Does existence and uniqueness of a classical solution impose uniqueness of weak solutions to a pde? I wonder if one knows that there exists a unique classical solution of a pde (for instance: Fokker-Planck equation), is one able to conclude that there isn't any weak solution of the pde, which differs from the classical one? To be more specific:
I'm facing the following Fokker-Planck Equation:
$−∂tg(x,t)−Δg(x,t)−div(g(x,t)b(x,t))=0$ with initial condition $g(x,0)=g0(x)$
and where $g_0$ is a density function and $b:ℝn×(0,T)$ is a continuous, bounded and lipschitz in x vector field. I know from the literature, that there is a classical solution $g∈C2,1(ℝn×(0,T))$ of this equation.
What i know aswell is that there is an absolute continuous probability measure (the law of the stochastic process, which satisfies the corresponding SDE), which satisfies this fokker-planck equation in a distributional sense and as a consequence, the density function of this measure satisfies the equation in a weak sense. I now wonder if this density function is a classical solution, because of the statement given above. Does anyone know if this is true? Thanks in advance!
 A: I apologize if the following is a bit too general or hand-wavy, but hopefully it will be helpful.
The characteristic property of a differential operator that tells you that a weak solution is equivalent to a strong solution is generally called "regularity".

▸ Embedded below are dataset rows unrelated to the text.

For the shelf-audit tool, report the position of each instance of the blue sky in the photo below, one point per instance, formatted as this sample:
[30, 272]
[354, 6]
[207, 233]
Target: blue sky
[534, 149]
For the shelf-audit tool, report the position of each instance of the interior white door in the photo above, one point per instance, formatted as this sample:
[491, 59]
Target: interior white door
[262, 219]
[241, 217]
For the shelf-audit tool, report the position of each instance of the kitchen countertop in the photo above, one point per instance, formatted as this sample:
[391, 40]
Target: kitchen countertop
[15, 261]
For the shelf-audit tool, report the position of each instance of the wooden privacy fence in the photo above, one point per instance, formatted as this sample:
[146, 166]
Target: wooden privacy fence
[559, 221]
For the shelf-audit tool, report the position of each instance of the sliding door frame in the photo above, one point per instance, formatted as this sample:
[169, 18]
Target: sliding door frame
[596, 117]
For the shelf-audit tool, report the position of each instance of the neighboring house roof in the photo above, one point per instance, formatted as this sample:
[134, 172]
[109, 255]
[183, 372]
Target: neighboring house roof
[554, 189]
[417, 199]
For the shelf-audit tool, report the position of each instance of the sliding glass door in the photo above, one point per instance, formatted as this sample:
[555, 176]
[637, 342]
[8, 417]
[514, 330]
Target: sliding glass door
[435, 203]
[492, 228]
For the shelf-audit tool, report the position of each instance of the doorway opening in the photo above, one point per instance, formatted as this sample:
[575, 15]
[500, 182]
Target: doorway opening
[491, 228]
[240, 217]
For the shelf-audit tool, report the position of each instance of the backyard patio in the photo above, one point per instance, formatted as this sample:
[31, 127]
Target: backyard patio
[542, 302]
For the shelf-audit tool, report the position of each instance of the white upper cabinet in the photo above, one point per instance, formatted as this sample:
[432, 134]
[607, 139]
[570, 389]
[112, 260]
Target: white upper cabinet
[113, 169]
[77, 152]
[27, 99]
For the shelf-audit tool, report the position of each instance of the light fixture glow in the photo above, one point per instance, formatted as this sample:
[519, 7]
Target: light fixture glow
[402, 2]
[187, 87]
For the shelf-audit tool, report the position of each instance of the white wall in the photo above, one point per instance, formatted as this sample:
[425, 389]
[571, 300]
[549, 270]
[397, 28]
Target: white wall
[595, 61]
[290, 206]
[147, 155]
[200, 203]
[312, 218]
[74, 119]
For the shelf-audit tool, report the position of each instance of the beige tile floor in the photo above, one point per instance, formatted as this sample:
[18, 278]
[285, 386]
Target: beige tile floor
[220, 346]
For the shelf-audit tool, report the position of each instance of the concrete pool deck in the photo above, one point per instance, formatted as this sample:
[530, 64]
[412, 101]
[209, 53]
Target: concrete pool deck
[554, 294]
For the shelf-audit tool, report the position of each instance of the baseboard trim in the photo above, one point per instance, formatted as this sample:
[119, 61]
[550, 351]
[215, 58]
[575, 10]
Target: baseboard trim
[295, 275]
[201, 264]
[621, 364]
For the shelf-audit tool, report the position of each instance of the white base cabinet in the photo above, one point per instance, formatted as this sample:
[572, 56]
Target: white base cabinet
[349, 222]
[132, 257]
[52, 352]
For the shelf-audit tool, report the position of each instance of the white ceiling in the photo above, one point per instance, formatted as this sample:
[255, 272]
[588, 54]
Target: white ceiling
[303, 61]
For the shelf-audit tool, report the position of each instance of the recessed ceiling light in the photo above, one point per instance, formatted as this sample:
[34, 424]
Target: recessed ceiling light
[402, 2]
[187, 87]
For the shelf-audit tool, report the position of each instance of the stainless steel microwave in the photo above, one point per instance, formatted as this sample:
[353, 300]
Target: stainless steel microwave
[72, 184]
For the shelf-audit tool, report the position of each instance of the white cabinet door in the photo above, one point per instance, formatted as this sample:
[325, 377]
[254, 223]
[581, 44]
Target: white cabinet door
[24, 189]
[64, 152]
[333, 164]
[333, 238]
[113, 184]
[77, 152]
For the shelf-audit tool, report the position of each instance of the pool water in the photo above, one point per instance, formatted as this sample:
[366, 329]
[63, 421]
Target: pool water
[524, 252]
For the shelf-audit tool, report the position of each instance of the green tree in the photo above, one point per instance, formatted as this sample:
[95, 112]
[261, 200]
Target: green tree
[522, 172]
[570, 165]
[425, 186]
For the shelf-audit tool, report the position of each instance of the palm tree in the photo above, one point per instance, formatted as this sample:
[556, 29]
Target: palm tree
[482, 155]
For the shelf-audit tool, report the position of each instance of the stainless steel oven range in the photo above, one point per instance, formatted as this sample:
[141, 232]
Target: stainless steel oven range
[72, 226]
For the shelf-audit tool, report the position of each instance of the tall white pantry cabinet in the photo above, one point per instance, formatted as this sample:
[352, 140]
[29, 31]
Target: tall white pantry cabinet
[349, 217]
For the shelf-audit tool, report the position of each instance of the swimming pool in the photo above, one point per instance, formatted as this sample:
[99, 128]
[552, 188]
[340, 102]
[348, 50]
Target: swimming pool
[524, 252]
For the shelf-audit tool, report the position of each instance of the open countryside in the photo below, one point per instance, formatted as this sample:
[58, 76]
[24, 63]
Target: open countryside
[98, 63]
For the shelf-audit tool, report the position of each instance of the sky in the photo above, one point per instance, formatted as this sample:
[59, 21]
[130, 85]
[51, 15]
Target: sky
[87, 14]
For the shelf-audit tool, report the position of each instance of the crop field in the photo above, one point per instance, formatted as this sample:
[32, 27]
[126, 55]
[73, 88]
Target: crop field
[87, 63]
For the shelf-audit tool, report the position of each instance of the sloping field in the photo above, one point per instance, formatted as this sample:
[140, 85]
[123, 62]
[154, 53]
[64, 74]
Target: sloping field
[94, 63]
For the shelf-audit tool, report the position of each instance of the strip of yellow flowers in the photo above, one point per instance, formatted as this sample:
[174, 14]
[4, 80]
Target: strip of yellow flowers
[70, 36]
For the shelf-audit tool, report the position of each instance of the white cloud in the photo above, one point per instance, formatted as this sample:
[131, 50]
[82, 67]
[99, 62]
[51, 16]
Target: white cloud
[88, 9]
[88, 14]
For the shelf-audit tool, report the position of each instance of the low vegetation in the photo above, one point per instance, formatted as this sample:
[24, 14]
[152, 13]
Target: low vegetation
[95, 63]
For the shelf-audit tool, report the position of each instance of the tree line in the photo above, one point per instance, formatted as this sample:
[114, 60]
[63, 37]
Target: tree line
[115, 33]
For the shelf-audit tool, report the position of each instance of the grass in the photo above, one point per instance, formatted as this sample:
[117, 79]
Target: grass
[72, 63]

Luckily, there are a whole host of theorems for differential operators in which this property is identified, particularly for differential operators classified as hypoelliptic. Examples of hypoelliptic operators include the Laplace operator (responsible for driftless diffusion) and the heat equation operator. Assuming your $b$ is not sufficiently pathological (which you appear to indicate is the case), the Fokker-Planck operator you describe above should fall into this category.
In short, you can be sure that—assuming you don't have initial conditions/$b$ functions that are too "funky", I think—a weak solution you find to your problem will always be a strong solution. Theorems to prove this property tend to be a bit extensive: a good description of this property is given in this book by Norio Shimakura. (Unfortunately the classic PDE book by Lawrence Evans doesn't touch on this property very much, if at all.)